Диссиденты называли советскую власть "Софьей Власьевной" и говорили про неё "обидчивая дама". СВ не прощала дерзости или неповиновения. Все, кто "засветился" на премьере параджановского фильма (включая самого Параджанова) получили лагерные сроки. В 1972 году Василий Стус был приговорен к пяти годам лагерей в Мордовии плюс два года магаданской ссылки. В 1979-м он ненадолго вышел на свободу и в 1980-м получил новый срок уже гулаговского масштаба – 10 лет лагерей и 5 лет ссылки. Говорят, что столь жесткому приговору способствовал назначенный судом адвокат – Виктор Медведчук. Будущий кум Путина от имени подзащитного признал его вину, хотя Василий Стус не только не считал себя виновным, но и пытался отказаться от "услуг" защитника.
Свой второй и последний срок Стус отбывал практически без права переписки – лагерная администрация тщательно следила за тем, чтобы поэт не отправлял свои произведения на волю. Последняя его книга "Птах души", написанная на пермской зоне, была отобрана у автора во время обыска и, по всей видимости, уничтожена.

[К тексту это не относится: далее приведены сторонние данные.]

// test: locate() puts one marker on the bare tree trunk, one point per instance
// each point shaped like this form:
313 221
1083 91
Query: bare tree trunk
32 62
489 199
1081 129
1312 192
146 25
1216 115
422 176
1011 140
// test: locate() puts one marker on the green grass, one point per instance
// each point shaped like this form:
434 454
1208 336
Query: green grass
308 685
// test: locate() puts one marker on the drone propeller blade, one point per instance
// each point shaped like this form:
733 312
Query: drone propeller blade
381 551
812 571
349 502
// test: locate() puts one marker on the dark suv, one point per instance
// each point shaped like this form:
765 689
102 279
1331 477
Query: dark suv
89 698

Начальство пыталось сломить волю поэта, отправляя его в карцер за любую (часто выдуманную) провинность. В августе 1985-го Стуса заключили в ШИЗО за то, что он, читая книгу, якобы оперся локтем о нары. В знак протеста Стус объявил сухую голодовку и скончался через неделю, по официальной версии – из-за остановки сердца. Однако некоторые его друзья и знакомые считают, что на самом деле поэта насмерть забили надзиратели в одиночной камере. Незадолго до этого немецкий писатель Генрих Белль выдвинул Василия Стуса на Нобелевскую премию по литературе.
В 2005 году, к двадцатой годовщине гибели, Василию Стусу присвоено звание Героя Украины.
Он всегда писал по-украински, поэтому его стихи не так хорошо известны в России. Хотя их переводы на русский язык появились ещё при жизни автора, но тогда о публикациях "антисоветчика" в советских изданиях не могло быть и речи.
Поэт в политическом лагере
Одной из первых поэзию Стуса перевела Елена Санникова, правозащитник, которой довелось отбывать сибирскую ссылку уже в начале правления Горбачева.
– Когда вы впервые прочли стихи Василия Стуса? При каких обстоятельствах?
– О Василе Стусе я впервые узнала из "Хроники текущих событий" еще в школьные годы. Скорее всего, тогда же услышала его имя в передачах "Свободы". Поэт, отбывающий срок в политическом лагере, – одно это уже впечатляло. Потом я услышала две песни Петра Старчика на слова Василя Стуса, одну в переводе на русский – "Как хорошо, что смерти не боюсь", и вторую он пел на украинском "Сосна iз ночi випливла, як щогла", очень сильный и красивый текст. Знала эти песни наизусть.
– Что вас вдохновило заняться переводами Стуса? Сама поэзия или биография поэта?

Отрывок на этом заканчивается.